Welcome to the wonderful world of voice cloning (VC). In the same way digital technology can be used to alter photos, VC can be used to literally create speech of someone’s actual voice. All that’s needed is a five second sample of the target speaker and you can make them say anything!
“…Researchers …are now claiming that they can clone a person’s voice using just a 5-second clip. They explain that this can be done because they have trained a neural network, what we often call artificial intelligence or machine learning, on hours and hours of a wide variety of speakers so that it understands how we speak and then it can take a 5 second clip from an individual it has not heard before and clone a voice and get them to say things that were not in the clip.”
The researchers from Cornell University call this “Text-To-Speech . Synthesis”. From the Abstract:
We describe a neural network-based system for text-to-speech (TTS) synthesis that is able to generate speech audio in the voice of different speakers, including those unseen during training.
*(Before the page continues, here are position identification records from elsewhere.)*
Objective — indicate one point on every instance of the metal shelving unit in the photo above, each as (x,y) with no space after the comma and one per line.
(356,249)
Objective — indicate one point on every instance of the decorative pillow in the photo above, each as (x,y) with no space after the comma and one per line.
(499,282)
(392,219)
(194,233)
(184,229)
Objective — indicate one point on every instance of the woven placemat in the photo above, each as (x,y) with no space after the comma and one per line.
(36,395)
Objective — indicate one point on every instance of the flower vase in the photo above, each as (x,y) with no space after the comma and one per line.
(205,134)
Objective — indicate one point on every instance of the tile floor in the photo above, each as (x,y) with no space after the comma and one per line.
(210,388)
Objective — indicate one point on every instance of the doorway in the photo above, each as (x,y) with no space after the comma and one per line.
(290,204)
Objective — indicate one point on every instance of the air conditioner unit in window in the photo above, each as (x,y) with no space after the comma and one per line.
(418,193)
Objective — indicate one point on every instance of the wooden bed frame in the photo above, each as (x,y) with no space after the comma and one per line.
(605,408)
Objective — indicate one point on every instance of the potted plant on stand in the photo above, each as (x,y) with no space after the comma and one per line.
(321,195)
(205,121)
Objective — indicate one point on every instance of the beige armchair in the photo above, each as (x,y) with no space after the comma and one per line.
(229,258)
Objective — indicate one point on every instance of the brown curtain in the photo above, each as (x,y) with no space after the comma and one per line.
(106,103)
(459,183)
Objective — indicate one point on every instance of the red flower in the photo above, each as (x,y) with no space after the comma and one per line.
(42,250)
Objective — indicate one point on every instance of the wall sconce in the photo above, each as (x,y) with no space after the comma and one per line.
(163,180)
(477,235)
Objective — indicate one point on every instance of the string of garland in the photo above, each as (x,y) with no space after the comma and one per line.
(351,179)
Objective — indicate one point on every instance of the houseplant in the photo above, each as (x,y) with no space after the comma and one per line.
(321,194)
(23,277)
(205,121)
Our system consists of three independently trained compo-nents: (1) a speaker encoder network, trained on a speaker verification task using an independent dataset of noisy speech without transcripts from thousands of speakers, to generate a fixed-dimensional embedding vector from only seconds of reference speech from a target speaker; (2) a sequence-to-sequence synthesis network based on Tacotron 2 that generates a mel spectrogram from text, conditioned on the speaker embedding; (3) an auto-regressive WaveNet-based vocoder network that converts the mel spectrogram into time domain waveform samples. We demonstrate that the proposed model is able to transfer the knowledge of speaker variability learned by the discriminatively-trained speaker encoder to the multispeaker TTStask, and is able to synthesize natural speech from speakers unseen during training.We quantify the importance of training the speaker encoder on a large and diverse speaker set in order to obtain the best generalization performance. Finally, we show that randomly sampled speaker embeddings can be used to synthesize speech in the voice of novel speakers dissimilar from those used in training, indicating that the model has learned a high quality speaker representation.
The Cornell team has provided some astonishing examples of how this sounds. You can listen to some of them in this two minute video explaining the research. They provide actual recordings of 5 second samples of 5 different speakers, and then they create multiple phrases and sentences completely synthesized that sound remarkably like the actual speaker.
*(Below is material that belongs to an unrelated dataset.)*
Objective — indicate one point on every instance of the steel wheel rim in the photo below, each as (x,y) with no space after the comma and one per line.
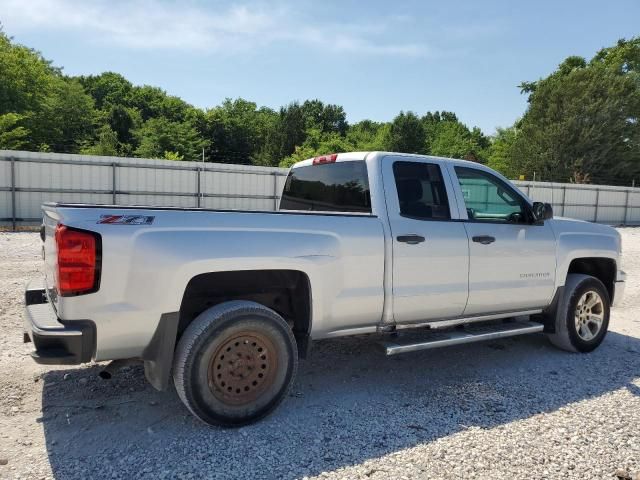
(589,315)
(242,368)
Do you find the idea that anyone could potentially be made to say anything a bit scary? Certainly the implications for court cases relying on audio recording evidence gets murky. In the age of “fake news”, things can go to a whole new level. So, yeah, it is a bit scary. Granted, the technology hasn’t advanced to the point where trained listeners and researchers couldn’t identify the false from the genuine, but how far away can the day be when that becomes problematic?
Developing the means to distinguish the genuine from the fabricated is proper research from an ID perspective. The designed “fake” speech would likely have detectable characteristics that would lead to a design inference for the cloned speech. Such analysis would require a design paradigm.